The VC seems to be ignoring the problem: in conclusion, we see full support for the model provided by the draft law. Of course, experts agree that we have a huge problem with the integrity of the HCJ members, and emphasize that the criticality of the situation requires extraordinary measures.
The experts even support the temporary suspension of a member of the HCJ, whose integrity is questioned by the Ethics Council, but they are not moving further.
The problem can be solved if the Ethics Council itself is empowered to decide on the dismissal of the HCJmembers, without involving the appointing authorities. This is the model supported by judicial experts and civic organizations.
The Constitution does not in any way regulate the procedure for dismissal of the HCJ members, nor does it say that appointing authorities should be involved in the dismissal procedure in any way. Thus, the dismissal of dishonest HCJ members by the decision of the independent Ethics Council does not contradict the Constitution, no matter how much the opponents of this idea try to prove it. It is enough to fix such a procedure by the law.
Finally, the Venice Commission makes a valuable recommendation that must be heeded: both HCJ candidates and its current members should have the right to challenge the Ethics Council’s decision in court.
The scandalous District Administrative Court of Kyiv cannot be such a court in any case.
According to the VC’s experts, the law should stipulate that appeals against decisions on the appointment or dismissal of HCJ members should be considered by the Supreme Court.
The Venice Commission stressed: “the issue of HCJ integrity needs to be addressed urgently.” This means that the parliament must immediately proceed to adopt draft law No.5068.
The Legal Policy Committee, which is responsible for drafting the text of the draft law, should take into account the recommendations of the Venice Commission, especially regarding the decisive vote of international experts within the Ethics Council.
Despite the fact that the Venice Commission has left the procedure of dismissal of current HCJ members to the discretion of the Parliament, civic experts continue to insist that such a mechanism should be effective, i.e. as an extraordinary measure, such powers should be given to the Ethics Council. The constitutionality of this approach is justified above.

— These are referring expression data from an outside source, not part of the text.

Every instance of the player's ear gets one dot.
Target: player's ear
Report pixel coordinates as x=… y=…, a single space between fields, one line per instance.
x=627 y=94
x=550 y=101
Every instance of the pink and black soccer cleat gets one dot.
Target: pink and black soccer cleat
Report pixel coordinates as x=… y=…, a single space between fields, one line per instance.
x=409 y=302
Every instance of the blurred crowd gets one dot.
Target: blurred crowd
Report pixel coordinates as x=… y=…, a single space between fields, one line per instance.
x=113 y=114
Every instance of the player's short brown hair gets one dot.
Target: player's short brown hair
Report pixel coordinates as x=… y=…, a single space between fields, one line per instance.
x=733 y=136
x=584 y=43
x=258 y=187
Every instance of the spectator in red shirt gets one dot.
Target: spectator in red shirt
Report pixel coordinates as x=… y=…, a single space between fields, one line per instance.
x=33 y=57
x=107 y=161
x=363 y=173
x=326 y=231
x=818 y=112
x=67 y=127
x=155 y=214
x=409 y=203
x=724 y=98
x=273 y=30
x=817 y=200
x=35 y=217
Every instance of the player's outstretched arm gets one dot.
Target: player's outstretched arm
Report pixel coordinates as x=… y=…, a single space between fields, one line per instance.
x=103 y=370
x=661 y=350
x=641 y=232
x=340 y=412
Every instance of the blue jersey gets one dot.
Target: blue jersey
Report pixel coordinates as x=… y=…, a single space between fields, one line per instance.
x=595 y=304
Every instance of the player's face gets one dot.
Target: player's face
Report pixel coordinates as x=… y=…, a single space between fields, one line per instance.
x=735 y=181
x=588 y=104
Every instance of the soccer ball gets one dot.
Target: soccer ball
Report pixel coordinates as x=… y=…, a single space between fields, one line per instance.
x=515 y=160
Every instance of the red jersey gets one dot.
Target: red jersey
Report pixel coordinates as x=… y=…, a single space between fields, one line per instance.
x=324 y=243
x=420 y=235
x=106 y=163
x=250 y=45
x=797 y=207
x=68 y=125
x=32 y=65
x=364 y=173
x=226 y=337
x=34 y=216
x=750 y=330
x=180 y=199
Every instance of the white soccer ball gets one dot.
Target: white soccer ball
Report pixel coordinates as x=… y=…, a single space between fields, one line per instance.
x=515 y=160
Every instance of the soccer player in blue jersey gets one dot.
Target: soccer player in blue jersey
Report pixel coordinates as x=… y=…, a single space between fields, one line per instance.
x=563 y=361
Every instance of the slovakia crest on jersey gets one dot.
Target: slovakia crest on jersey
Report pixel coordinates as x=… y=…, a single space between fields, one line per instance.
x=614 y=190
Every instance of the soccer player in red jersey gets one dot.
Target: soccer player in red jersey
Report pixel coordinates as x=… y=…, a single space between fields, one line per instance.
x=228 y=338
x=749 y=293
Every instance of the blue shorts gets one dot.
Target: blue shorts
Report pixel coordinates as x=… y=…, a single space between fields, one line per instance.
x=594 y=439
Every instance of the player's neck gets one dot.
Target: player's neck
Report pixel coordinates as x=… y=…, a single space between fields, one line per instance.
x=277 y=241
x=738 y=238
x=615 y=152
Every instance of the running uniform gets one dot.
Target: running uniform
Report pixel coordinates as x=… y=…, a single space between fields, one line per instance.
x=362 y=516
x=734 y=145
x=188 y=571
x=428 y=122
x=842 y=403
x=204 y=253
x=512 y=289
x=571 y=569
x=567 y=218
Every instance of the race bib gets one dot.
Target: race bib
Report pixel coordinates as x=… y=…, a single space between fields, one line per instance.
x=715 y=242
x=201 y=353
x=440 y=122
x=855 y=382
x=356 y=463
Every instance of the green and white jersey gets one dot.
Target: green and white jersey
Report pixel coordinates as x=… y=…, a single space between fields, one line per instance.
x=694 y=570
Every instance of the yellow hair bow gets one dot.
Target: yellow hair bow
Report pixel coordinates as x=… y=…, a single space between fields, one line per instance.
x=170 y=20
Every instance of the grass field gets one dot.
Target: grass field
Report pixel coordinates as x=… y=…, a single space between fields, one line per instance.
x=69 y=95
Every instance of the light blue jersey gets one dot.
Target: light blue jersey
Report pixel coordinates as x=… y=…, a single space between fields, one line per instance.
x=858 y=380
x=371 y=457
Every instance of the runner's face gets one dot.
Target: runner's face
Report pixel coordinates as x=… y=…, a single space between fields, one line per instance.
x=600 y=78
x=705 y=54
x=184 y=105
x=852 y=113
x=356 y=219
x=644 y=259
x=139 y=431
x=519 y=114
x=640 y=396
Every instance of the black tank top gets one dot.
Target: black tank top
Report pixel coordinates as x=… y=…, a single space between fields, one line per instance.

It is obvious that the current judges will be fiercely opposed to the draft law on the HCJ reform.
They will especially oppose the provisions on the crucial role of international experts in the process of dismissal of dishonest HCJ members and selection of candidates for vacant positions. That is why the main task of society now is public pressure on MPs to finalize the draft law in accordance with the recommendations of the Venice Commission.
It is equally important that the recommendations of the Venice Commission are taken into account in draft law No. 3711-d on the formation of the High Qualifications Commission of Judges, which is now in the final stages of consideration in the Parliament. The international experts who will be involved in the selection of members of the HQCJ must have a decisive voice in the process so that the judges in the competition commission cannot block worthy candidates and nominate proteges of the judges’ clans.
After a clear and unambiguous statement by the EU Ambassador, one should not expect the participation of international partners in the process if MPs ignore the conclusion of the VC.
We hope that the MPs will listen to the recommendations of the Venice Commission, the position of the expert community and key international partners. After all, quality judicial reform and a fair trial are needed not by experts and diplomats, but by all of us.